Just imagine. You want to build a home, so you buy a $23,000 piece of land in a residential subdivision in your hometown and get started. The government then tells you to stop, threatens you with $40 million in fines and is not kidding.

That’s the case now before the U.S. Supreme Court, with briefs being filed today by the Pacific Legal Foundation on behalf of a Priest Lake, Idaho, family, Chantell and Mike Sackett.

See the couple made the mistake of buying an unassuming piece of land in a development that wasn’t located in any wetland registry. The EPA decided all of this was irrelevant and are treating the property as protected wetland:

The case developed when the Sacketts bought a .63-acre parcel of land for $23,000 in a subdivision in their hometown of Priest Lake, Idaho. The land is 500 feet from a lake, had a city water and sewer tap assigned, had no running or standing water and was in the middle of other developed properties.

[…]

Chantell reported she was told by the EPA that if “you’re buying a piece of property you should know if it’s in wetlands.”

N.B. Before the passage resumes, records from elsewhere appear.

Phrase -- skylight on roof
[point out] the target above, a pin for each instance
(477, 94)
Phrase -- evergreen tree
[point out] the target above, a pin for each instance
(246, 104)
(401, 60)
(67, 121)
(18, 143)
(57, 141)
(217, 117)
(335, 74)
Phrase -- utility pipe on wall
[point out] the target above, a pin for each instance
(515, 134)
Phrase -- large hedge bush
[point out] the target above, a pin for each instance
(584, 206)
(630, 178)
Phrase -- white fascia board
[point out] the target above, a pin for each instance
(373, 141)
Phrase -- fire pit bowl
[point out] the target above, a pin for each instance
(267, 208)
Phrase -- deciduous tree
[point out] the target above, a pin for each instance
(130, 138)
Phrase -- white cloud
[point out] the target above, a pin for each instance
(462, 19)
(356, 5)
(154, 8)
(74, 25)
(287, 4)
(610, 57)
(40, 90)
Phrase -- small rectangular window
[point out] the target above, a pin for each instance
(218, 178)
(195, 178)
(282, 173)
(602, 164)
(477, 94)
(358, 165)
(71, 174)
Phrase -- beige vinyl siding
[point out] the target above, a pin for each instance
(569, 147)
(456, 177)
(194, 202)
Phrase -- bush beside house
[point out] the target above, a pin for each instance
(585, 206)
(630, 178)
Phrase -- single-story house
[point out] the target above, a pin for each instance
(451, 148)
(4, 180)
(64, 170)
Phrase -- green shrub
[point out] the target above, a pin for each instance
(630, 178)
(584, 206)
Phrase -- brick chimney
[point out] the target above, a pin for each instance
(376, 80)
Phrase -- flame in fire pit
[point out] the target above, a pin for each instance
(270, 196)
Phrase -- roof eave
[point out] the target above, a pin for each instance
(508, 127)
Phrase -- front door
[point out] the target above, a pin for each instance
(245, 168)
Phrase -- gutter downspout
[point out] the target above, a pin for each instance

“I started to do research. I said, ‘So how do I find this piece of property in the wetlands [registry]’? And she said, ‘Here’s the coordinates.’ When I actually pulled up the coordinates, it’s not there.”

Apparently you’re just supposed to know that a piece of land is protected even if it’s not listed in any registry of protected lands. If this piece of property is protected then the government should have noted as such by placing it in their registry. Remember how people say that ignorance of the law is no excuse for breaking it? How the fuck are you supposed to know you’re violating the law when there is no information available that would alert you to such?

Either way when you look a bit more into the story you’ll see that this move by the EPA has nothing to do with protecting a piece of wetland but instead it has everything to do with demanding the peasants pay their tribute to the ruling king:

So the Sacketts went to court, only to be told the courts can’t address a decision like this, as it’s an administrative decision. The couple would have to meet the demands of the “compliance order” and pay the $250,000 to apply for a building permit, then challenge the eventual decision.

Or they could expose themselves to $37,500 per day in fines by refusing to cooperate.

If the couple pays $250,000 for a permit I’m sure the EPA will suddenly see that it’s OK for the couple to build there. That’s usually how these government extortion schemes work. First the government waits for you to take an apparently legal action, then they step in and threaten you with fines for violating some obscure law, and finally they tell you if you pay them for a permit (which is always cheaper than the fines you’re facing) the entire mess will go away.

You know what the most sickening part about this story is? Tax dollars stolen from you and me are being used to steal even more money from other people.